Yangon, Myanmar — Hundreds of Buddhists marched through the streets of Myanmar’s biggest city on Tuesday to protest an upcoming visit by a high-level delegation from the world’s biggest Islamic political bloc.
Some of those who marched in Yangon carried banners saying “Get out!” and “Stop interfering in our internal affairs!”
Secretary General Ekmeleddin Ihsanoglu and several ministers from the Organization of Islamic Cooperation, a grouping of 57 Islamic countries, will arrive in Myanmar on Wednesday to talk with government officials about sectarian violence that has gripped the predominantly Buddhist nation of 60 million for more than a year.
More than 240 people have died and 240,000 others have been forced to flee their homes, many of them Rohingya Muslims, described by the United Nations as one of the most persecuted religious minorities in the world.
The OIC team — representing Indonesia, Malaysia, Turkey, Saudi Arabia, Egypt, Djibouti and Bangladesh — will travel Friday to Rakhine state, scene of much of the bloodshed, where they will meet with community leaders and victims at crowded, rundown displacement camps.
Tuesday’s rally, joined by nearly 200 Buddhist monks and about 100 laymen waving yellow, white and red religious flags, began at Yangon’s famous Shwedagon Pagoda. Clogging traffic, they wound through the streets to City Hall.
“The OIC is one-sided,” said Pamaukkha, one of the monks who organized the protest.
The situation in Rakhine state has been especially tense, with allegations by local Buddhists that international humanitarian organizations operating in Myanmar are biased in favor of Rohingya, something they vehemently deny. After repeated threats, some of the organizations have temporarily suspended operations in certain areas.

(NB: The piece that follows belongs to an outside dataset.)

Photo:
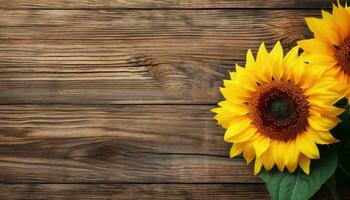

Several aid workers flying into Rakhine’s capital, Sittwe, where massive rallies are planned for Friday, have been turned back. Foreign journalists have been told that travel to the area is barred for the time being.
Ark Hananto, part of the Indonesian delegation, said he was aware there might be a backlash from the visit, but that Myanmar’s government has provided assurances that security will be tight. He also said it’s important that the IOC not just issue statements of concern and condemnation, but also meet with those affected.
“We want to find a way to help build communication,” Hananto said.
Rakhine state spokesman Win Myaing said that if the Islamic bloc wants to see stability restored to the state, “it’s better that the delegation not visit at all, but provide humanitarian assistance from outside.”